100 Streets, 2016.
Directed by John O’Hanlon
Starring Idris Elba, Gemma Arterton, Franz Drameh, Charlie Creed-Miles, Kierston Wareing and Ken Stott.
Set against the streets of Chelsea, three separate stories of people facing personal crises overlap: a former rugby star whose marriage is crumbling before his eyes, a cab driver whose life is devastated by an accident and a young man trying to escape a life of crime on a local estate.
For a while last year, it seemed that Idris Elba could do no wrong – The Jungle Book, Star Trek Beyond – and his involvement in 100 Streets as both producer and actor predictably boosted expectations. Except that this was a film made back in 2014 which only made it into cinemas last autumn. Now out on DVD, the reasons why it received a lukewarm welcome in UK cinemas are all too apparent.
The streets of the title are in Chelsea where opulence and elegance live cheek by jowl with high-rise estates, unemployment and disaffected youth. We’re presented with three stories, plus a fourth that affects all of them. A former rugby star and his beautiful ex-actress wife (Elba and Gemma Arterton) whose marriage reaches crisis point. A cab driver and his wife (Charlie Creed-Miles and Kierston Weareing) whose lives are profoundly changed by a tragic accident. Teenager Kingsley (Franz Drameh) who is mixed up in gang culture on his estate and wants out. And ex-actor Terence (Ken Stott) who plays a role in each story, even if only in passing.

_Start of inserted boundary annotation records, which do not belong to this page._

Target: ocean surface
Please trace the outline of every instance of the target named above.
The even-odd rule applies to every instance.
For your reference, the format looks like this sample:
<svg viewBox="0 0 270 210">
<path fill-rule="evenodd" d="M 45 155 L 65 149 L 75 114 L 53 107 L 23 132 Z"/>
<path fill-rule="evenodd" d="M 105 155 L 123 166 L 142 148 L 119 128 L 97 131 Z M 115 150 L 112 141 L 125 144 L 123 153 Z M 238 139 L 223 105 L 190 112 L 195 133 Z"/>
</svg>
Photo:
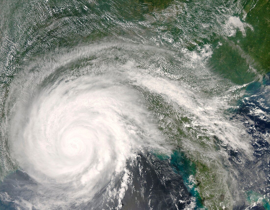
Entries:
<svg viewBox="0 0 270 210">
<path fill-rule="evenodd" d="M 268 0 L 1 0 L 0 210 L 270 210 Z"/>
</svg>

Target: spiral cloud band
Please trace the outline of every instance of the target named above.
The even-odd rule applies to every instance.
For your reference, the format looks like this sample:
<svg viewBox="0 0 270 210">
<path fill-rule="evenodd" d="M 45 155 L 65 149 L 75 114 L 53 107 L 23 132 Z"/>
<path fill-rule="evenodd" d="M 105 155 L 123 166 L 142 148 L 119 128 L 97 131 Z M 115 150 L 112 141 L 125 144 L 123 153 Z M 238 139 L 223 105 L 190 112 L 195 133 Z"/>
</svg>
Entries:
<svg viewBox="0 0 270 210">
<path fill-rule="evenodd" d="M 141 150 L 169 154 L 175 143 L 161 131 L 162 114 L 151 111 L 146 93 L 162 96 L 179 112 L 184 110 L 193 120 L 186 126 L 200 122 L 248 154 L 247 144 L 239 148 L 234 140 L 244 133 L 226 118 L 221 120 L 219 110 L 226 103 L 206 100 L 203 93 L 161 72 L 166 67 L 157 66 L 158 59 L 168 66 L 175 59 L 173 52 L 146 49 L 115 42 L 64 50 L 17 76 L 2 130 L 11 160 L 34 183 L 23 186 L 32 192 L 25 206 L 82 209 L 114 197 L 120 207 L 129 181 L 127 161 Z M 200 149 L 187 142 L 184 147 Z"/>
</svg>

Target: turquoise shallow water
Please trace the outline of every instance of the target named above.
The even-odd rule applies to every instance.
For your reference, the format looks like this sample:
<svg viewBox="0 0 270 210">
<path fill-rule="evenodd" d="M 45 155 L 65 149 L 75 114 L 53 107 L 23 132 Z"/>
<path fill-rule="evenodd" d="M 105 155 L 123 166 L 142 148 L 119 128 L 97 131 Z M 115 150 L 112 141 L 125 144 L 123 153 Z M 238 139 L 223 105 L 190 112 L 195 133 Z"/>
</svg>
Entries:
<svg viewBox="0 0 270 210">
<path fill-rule="evenodd" d="M 1 209 L 269 209 L 268 1 L 0 5 Z"/>
</svg>

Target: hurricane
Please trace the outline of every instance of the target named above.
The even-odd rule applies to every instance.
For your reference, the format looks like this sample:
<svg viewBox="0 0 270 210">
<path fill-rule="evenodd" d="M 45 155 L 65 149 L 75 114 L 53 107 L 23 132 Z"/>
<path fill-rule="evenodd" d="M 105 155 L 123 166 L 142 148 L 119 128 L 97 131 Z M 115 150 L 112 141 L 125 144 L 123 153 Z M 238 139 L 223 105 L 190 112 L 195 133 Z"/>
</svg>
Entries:
<svg viewBox="0 0 270 210">
<path fill-rule="evenodd" d="M 3 2 L 1 209 L 270 209 L 267 1 Z"/>
</svg>

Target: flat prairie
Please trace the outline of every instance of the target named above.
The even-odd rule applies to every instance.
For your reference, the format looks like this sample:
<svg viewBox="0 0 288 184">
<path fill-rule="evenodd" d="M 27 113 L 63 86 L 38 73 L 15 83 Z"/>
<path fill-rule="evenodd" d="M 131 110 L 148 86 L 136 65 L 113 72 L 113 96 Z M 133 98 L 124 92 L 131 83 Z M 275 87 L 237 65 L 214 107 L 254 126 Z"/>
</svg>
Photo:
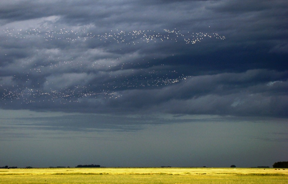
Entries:
<svg viewBox="0 0 288 184">
<path fill-rule="evenodd" d="M 287 183 L 288 169 L 100 168 L 0 169 L 0 183 Z"/>
</svg>

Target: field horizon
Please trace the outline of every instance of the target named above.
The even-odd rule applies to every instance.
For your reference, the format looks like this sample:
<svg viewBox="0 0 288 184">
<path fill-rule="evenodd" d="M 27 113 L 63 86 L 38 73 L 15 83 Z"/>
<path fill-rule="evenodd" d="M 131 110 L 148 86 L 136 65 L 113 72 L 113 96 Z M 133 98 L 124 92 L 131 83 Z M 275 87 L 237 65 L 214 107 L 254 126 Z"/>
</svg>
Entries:
<svg viewBox="0 0 288 184">
<path fill-rule="evenodd" d="M 284 183 L 287 179 L 288 170 L 275 168 L 66 168 L 0 169 L 0 183 Z"/>
</svg>

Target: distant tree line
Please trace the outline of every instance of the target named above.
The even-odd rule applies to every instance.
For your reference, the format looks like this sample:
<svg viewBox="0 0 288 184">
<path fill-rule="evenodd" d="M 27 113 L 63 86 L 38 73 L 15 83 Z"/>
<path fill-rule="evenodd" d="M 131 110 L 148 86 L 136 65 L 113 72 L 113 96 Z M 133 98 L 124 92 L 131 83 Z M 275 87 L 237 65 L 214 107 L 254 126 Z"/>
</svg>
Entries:
<svg viewBox="0 0 288 184">
<path fill-rule="evenodd" d="M 273 164 L 274 168 L 288 168 L 288 162 L 278 162 Z"/>
<path fill-rule="evenodd" d="M 91 164 L 91 165 L 78 165 L 75 167 L 100 167 L 100 165 L 94 165 Z"/>
</svg>

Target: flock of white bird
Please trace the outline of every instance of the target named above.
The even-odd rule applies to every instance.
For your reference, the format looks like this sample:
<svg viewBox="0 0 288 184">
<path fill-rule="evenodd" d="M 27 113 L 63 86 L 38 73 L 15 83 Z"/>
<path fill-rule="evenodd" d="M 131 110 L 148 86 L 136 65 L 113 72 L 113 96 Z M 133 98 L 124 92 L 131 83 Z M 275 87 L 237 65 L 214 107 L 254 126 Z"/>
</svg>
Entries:
<svg viewBox="0 0 288 184">
<path fill-rule="evenodd" d="M 44 40 L 44 44 L 46 41 L 64 40 L 71 43 L 85 42 L 88 39 L 126 44 L 136 45 L 141 41 L 148 43 L 166 40 L 193 44 L 205 38 L 225 38 L 215 33 L 210 35 L 187 32 L 186 34 L 188 36 L 187 36 L 176 29 L 164 29 L 161 33 L 151 30 L 126 32 L 117 30 L 115 32 L 111 30 L 101 35 L 94 35 L 85 29 L 76 31 L 56 27 L 53 29 L 43 27 L 27 30 L 7 28 L 3 31 L 6 34 L 7 42 L 11 39 L 22 39 L 30 40 L 32 44 L 35 37 Z M 68 59 L 67 57 L 56 57 L 51 54 L 50 56 L 43 57 L 42 62 L 31 61 L 30 58 L 27 61 L 22 59 L 19 64 L 14 63 L 17 67 L 22 67 L 21 72 L 19 72 L 21 70 L 15 70 L 17 72 L 13 74 L 10 80 L 4 80 L 7 77 L 0 76 L 0 81 L 2 81 L 2 84 L 0 83 L 0 89 L 4 92 L 0 97 L 0 101 L 6 103 L 50 101 L 66 104 L 81 103 L 87 97 L 117 98 L 121 96 L 122 91 L 128 88 L 160 86 L 175 83 L 189 77 L 179 74 L 175 70 L 167 70 L 164 65 L 160 66 L 163 69 L 160 67 L 159 69 L 159 66 L 150 65 L 149 63 L 145 63 L 145 61 L 139 63 L 133 59 L 128 59 L 125 55 L 114 59 L 101 59 L 101 62 L 92 63 L 83 61 L 86 59 L 82 56 L 75 60 L 72 57 Z M 73 72 L 71 71 L 71 69 Z M 54 85 L 56 85 L 53 83 L 57 82 L 53 80 L 47 79 L 51 76 L 61 77 L 62 76 L 59 74 L 61 72 L 68 74 L 72 72 L 79 74 L 92 73 L 94 76 L 92 79 L 78 82 L 78 84 L 76 82 L 73 86 L 66 84 L 63 81 L 64 83 L 61 85 L 64 87 L 55 87 Z"/>
</svg>

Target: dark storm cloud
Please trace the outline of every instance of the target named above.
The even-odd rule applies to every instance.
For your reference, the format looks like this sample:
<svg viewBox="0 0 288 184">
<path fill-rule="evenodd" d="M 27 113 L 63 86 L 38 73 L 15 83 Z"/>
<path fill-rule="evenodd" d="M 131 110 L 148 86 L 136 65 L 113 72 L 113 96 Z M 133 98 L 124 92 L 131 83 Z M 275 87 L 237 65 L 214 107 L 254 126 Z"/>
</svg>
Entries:
<svg viewBox="0 0 288 184">
<path fill-rule="evenodd" d="M 4 1 L 1 107 L 287 117 L 286 4 Z"/>
</svg>

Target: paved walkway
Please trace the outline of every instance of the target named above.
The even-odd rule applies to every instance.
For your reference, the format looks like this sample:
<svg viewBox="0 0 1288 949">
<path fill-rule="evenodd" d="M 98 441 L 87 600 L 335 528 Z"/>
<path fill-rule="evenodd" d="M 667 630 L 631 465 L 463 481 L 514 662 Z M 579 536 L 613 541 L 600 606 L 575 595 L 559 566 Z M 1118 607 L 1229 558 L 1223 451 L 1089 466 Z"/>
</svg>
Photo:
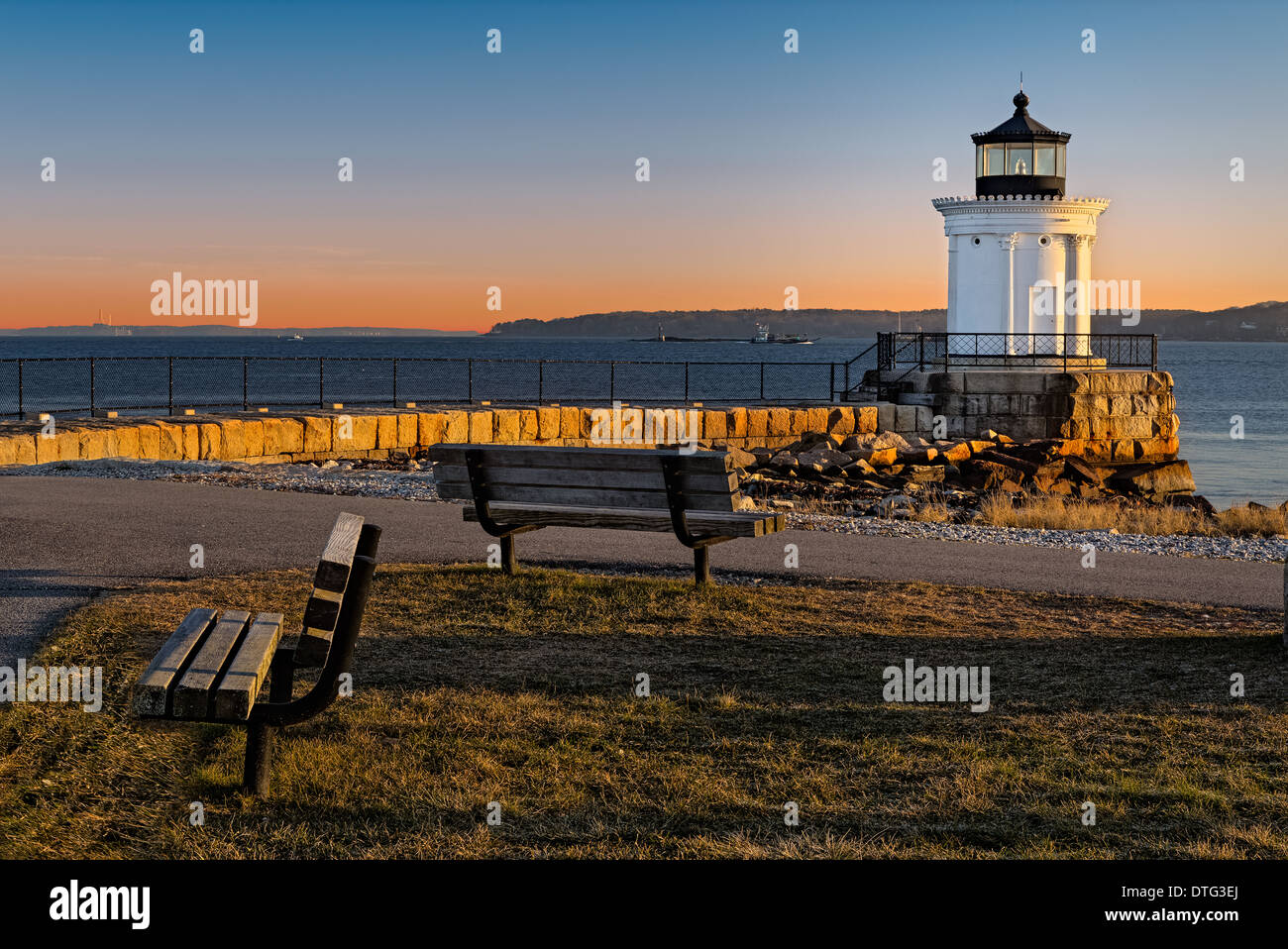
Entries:
<svg viewBox="0 0 1288 949">
<path fill-rule="evenodd" d="M 0 664 L 30 655 L 68 609 L 104 588 L 198 573 L 312 568 L 336 512 L 385 528 L 386 561 L 482 560 L 492 543 L 451 503 L 250 491 L 178 482 L 0 476 Z M 205 570 L 188 565 L 193 543 Z M 783 545 L 800 549 L 783 568 Z M 518 538 L 520 563 L 594 569 L 621 564 L 688 569 L 692 555 L 668 534 L 550 528 Z M 790 531 L 712 550 L 712 568 L 760 576 L 921 579 L 1212 605 L 1283 605 L 1283 567 L 1142 554 L 862 537 Z"/>
</svg>

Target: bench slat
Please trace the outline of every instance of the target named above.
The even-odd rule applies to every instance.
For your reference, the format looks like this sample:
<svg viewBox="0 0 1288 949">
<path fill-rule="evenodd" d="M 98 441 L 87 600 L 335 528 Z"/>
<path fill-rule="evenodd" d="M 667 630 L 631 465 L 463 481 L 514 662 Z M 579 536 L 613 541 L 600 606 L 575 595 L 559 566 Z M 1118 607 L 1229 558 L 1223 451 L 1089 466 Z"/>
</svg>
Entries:
<svg viewBox="0 0 1288 949">
<path fill-rule="evenodd" d="M 473 501 L 469 484 L 437 484 L 439 497 Z M 614 491 L 611 488 L 556 488 L 527 487 L 522 484 L 488 483 L 493 498 L 492 510 L 500 501 L 519 501 L 565 507 L 632 507 L 666 511 L 670 506 L 665 491 Z M 690 511 L 733 511 L 737 498 L 728 491 L 723 494 L 692 493 L 684 496 L 684 507 Z"/>
<path fill-rule="evenodd" d="M 541 527 L 598 527 L 614 531 L 653 531 L 671 533 L 668 511 L 627 510 L 622 507 L 577 507 L 493 502 L 492 516 L 505 524 L 538 524 Z M 465 520 L 478 520 L 474 507 L 465 507 Z M 782 514 L 761 511 L 726 511 L 723 514 L 694 511 L 687 518 L 689 529 L 701 537 L 762 537 L 786 529 Z"/>
<path fill-rule="evenodd" d="M 357 514 L 341 514 L 335 519 L 326 549 L 318 558 L 318 572 L 313 586 L 319 590 L 344 592 L 353 568 L 353 555 L 358 550 L 358 536 L 362 533 L 362 518 Z"/>
<path fill-rule="evenodd" d="M 282 637 L 282 614 L 260 613 L 250 625 L 246 639 L 237 648 L 228 671 L 215 689 L 215 717 L 245 721 L 268 679 L 273 652 Z"/>
<path fill-rule="evenodd" d="M 491 465 L 484 467 L 489 484 L 550 485 L 560 488 L 620 488 L 623 491 L 666 491 L 666 478 L 657 458 L 648 469 L 574 469 L 529 467 L 526 465 Z M 440 483 L 470 483 L 465 465 L 440 464 L 434 467 L 434 480 Z M 680 476 L 685 491 L 732 493 L 738 489 L 734 471 L 719 474 L 685 473 Z"/>
<path fill-rule="evenodd" d="M 170 693 L 187 670 L 188 658 L 215 622 L 215 610 L 198 608 L 188 612 L 170 639 L 161 646 L 134 686 L 134 713 L 144 719 L 170 713 Z"/>
<path fill-rule="evenodd" d="M 488 446 L 440 443 L 429 449 L 429 457 L 442 465 L 465 467 L 465 449 L 482 452 L 484 466 L 571 467 L 598 471 L 656 471 L 658 457 L 680 458 L 683 471 L 724 474 L 733 471 L 733 458 L 726 452 L 689 452 L 658 448 L 542 448 L 535 446 Z"/>
<path fill-rule="evenodd" d="M 304 628 L 295 646 L 296 666 L 322 666 L 331 649 L 331 635 L 340 615 L 340 603 L 353 558 L 362 536 L 363 519 L 357 514 L 340 514 L 318 560 L 313 594 L 304 606 Z"/>
<path fill-rule="evenodd" d="M 241 641 L 249 619 L 250 613 L 243 609 L 225 609 L 219 617 L 215 628 L 206 636 L 188 671 L 174 689 L 175 719 L 210 716 L 210 699 L 215 682 Z"/>
</svg>

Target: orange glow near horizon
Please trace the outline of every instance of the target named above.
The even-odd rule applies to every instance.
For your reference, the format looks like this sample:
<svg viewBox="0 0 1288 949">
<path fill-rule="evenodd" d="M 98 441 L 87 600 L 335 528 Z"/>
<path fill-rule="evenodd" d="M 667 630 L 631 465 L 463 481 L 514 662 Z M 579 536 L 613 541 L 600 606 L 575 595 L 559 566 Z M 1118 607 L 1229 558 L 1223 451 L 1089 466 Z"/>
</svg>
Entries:
<svg viewBox="0 0 1288 949">
<path fill-rule="evenodd" d="M 717 202 L 724 205 L 724 202 Z M 434 236 L 407 220 L 345 221 L 305 232 L 283 225 L 238 245 L 234 221 L 207 221 L 157 243 L 157 221 L 94 221 L 63 247 L 58 227 L 32 228 L 24 254 L 0 256 L 0 327 L 227 323 L 224 317 L 157 317 L 152 281 L 258 279 L 261 328 L 389 326 L 487 331 L 497 322 L 613 310 L 781 309 L 787 286 L 801 309 L 921 310 L 944 306 L 947 249 L 929 201 L 866 209 L 866 223 L 813 206 L 815 225 L 784 225 L 756 194 L 721 206 L 715 223 L 683 207 L 614 216 L 603 209 L 542 220 L 515 214 L 484 227 L 452 215 Z M 1092 276 L 1139 279 L 1145 309 L 1215 310 L 1288 299 L 1269 220 L 1247 207 L 1211 206 L 1198 240 L 1164 201 L 1110 205 L 1100 220 Z M 882 221 L 885 224 L 882 225 Z M 448 240 L 443 234 L 451 234 Z M 310 240 L 312 238 L 312 240 Z M 344 243 L 344 238 L 352 245 Z M 111 250 L 100 250 L 108 247 Z M 164 261 L 164 263 L 162 263 Z M 501 312 L 487 309 L 500 286 Z"/>
</svg>

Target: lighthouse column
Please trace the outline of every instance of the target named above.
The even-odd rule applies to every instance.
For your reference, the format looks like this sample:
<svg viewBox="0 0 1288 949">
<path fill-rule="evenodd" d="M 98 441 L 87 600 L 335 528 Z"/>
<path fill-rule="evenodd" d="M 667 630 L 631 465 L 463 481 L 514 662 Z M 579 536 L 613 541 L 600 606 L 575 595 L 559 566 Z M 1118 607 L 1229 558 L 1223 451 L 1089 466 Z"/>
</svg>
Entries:
<svg viewBox="0 0 1288 949">
<path fill-rule="evenodd" d="M 1066 332 L 1078 334 L 1079 339 L 1074 348 L 1077 355 L 1091 354 L 1091 340 L 1084 339 L 1091 332 L 1091 243 L 1095 241 L 1088 234 L 1066 234 L 1065 238 L 1066 263 L 1065 273 L 1073 282 L 1072 297 L 1073 313 L 1065 322 Z"/>
<path fill-rule="evenodd" d="M 944 327 L 957 326 L 957 234 L 948 236 L 948 315 Z"/>
<path fill-rule="evenodd" d="M 1015 340 L 1010 334 L 1015 332 L 1015 245 L 1019 234 L 1003 234 L 997 238 L 997 246 L 1002 249 L 1002 318 L 1001 331 L 1007 334 L 1003 353 L 1015 352 Z"/>
</svg>

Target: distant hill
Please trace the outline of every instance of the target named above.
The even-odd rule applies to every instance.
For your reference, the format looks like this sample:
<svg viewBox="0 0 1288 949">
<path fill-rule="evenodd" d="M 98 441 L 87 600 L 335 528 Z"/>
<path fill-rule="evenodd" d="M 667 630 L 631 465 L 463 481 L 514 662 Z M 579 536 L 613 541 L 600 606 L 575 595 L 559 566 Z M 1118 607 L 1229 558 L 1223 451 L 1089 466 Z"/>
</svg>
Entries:
<svg viewBox="0 0 1288 949">
<path fill-rule="evenodd" d="M 866 339 L 902 326 L 904 332 L 943 332 L 947 315 L 934 310 L 621 310 L 585 313 L 559 319 L 513 319 L 487 334 L 501 339 L 652 339 L 661 324 L 667 336 L 751 339 L 756 323 L 777 334 Z M 1222 310 L 1144 310 L 1140 324 L 1124 327 L 1122 317 L 1092 317 L 1092 332 L 1151 332 L 1172 340 L 1288 341 L 1288 303 L 1258 303 Z"/>
<path fill-rule="evenodd" d="M 474 330 L 420 330 L 404 326 L 33 326 L 0 336 L 478 336 Z"/>
</svg>

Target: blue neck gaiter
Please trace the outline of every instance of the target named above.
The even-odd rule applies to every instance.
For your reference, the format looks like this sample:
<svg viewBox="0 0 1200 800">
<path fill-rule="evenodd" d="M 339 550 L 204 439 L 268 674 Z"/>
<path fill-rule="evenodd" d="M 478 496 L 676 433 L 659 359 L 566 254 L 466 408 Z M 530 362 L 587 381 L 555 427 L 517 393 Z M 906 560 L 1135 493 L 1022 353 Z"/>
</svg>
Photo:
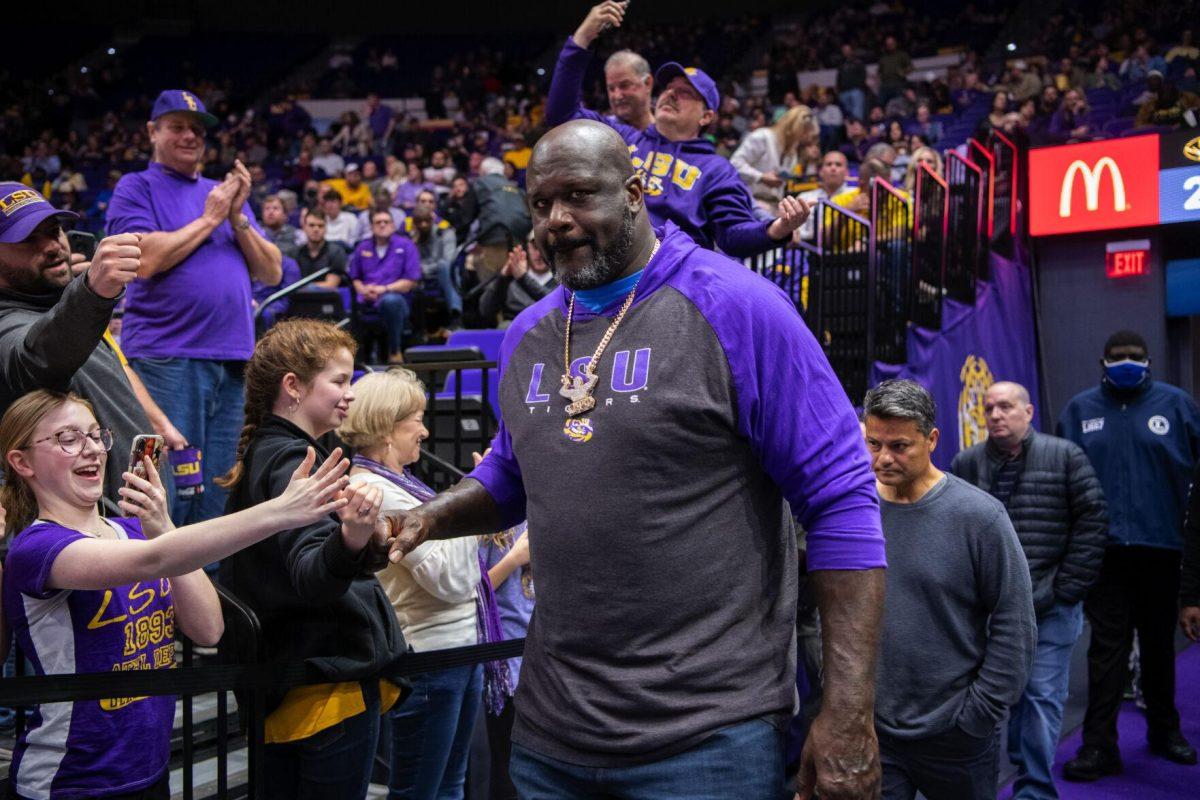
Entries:
<svg viewBox="0 0 1200 800">
<path fill-rule="evenodd" d="M 1104 378 L 1117 389 L 1136 389 L 1150 378 L 1150 363 L 1133 359 L 1105 361 Z"/>
</svg>

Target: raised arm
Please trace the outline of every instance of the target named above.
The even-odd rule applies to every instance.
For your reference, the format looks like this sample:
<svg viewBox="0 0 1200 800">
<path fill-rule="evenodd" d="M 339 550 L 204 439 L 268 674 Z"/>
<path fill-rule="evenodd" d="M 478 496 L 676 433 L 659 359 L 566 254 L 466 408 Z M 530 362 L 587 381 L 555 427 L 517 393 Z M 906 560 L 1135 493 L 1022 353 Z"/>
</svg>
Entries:
<svg viewBox="0 0 1200 800">
<path fill-rule="evenodd" d="M 139 255 L 136 234 L 108 236 L 83 276 L 36 323 L 0 323 L 5 393 L 16 398 L 38 387 L 67 387 L 104 336 L 121 291 L 137 277 Z"/>
<path fill-rule="evenodd" d="M 578 118 L 608 122 L 600 114 L 583 108 L 583 74 L 587 72 L 588 62 L 592 61 L 588 48 L 608 26 L 620 28 L 625 18 L 625 5 L 605 0 L 593 6 L 575 34 L 566 40 L 563 52 L 558 54 L 554 76 L 546 94 L 547 126 L 553 127 Z"/>
<path fill-rule="evenodd" d="M 280 248 L 269 242 L 254 223 L 254 212 L 250 207 L 250 170 L 238 160 L 229 176 L 236 184 L 238 192 L 229 204 L 229 224 L 233 227 L 234 241 L 241 257 L 246 259 L 250 277 L 274 287 L 283 279 L 283 255 Z"/>
</svg>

It’s what used to be known as a portmanteau film, packaging the stories into one film and connecting them through its themes. But here, instead of telling the stories consecutively, director John O’Hanlon opts for a parallel structure, chopping and changing from one to the other. This has some advantages – lines of dialogue spilling into one narrative from another, Stott’s character acting as a link – but it also has a major downside. All the time the focus is on one storyline, you find yourself wondering about the other characters and what’s happening to them. And that’s distracting.
The character development is patchy, even though the actors do their best with what they’re given. But there simply isn’t always enough for them to get their teeth into. Charlie Creed-Miles comes off best as taxi driver, George, a likeable, ordinary guy who coaches the local kids’ football team. He looks – and sounds – completely at home behind the wheel of his cab and you feel for him when taking on his last fare of the day turns out to be the worst decision of his life. Elba and Arterton get the showier roles, he as the ex-rugby star with the eye for ladies and taste for drugs that prove to be his downfall, she as the former actress who has to choose between her lover and her family. And Ken Stott hovers in the background like a guardian angel in red Beats headphones, connecting everything but getting precious little reward for his efforts.
Having faced their respective crises, nearly everybody gets a predictable happy ending with almost a fairy tale quality. Kingsley’s, on the other hand, is more questionable: his follows immediately after instigating an act of extreme violence. And then it’s as if it never happened.
Essentially, 100 Streets is a modern day version of the philosophy that everything’s connected. The characters all walk the same streets, their lives all touch each other’s to a greater or lesser extent. But, ultimately, the film doesn’t have anything new to tell us on the subject. It’s a social tapestry that unravels all too easily.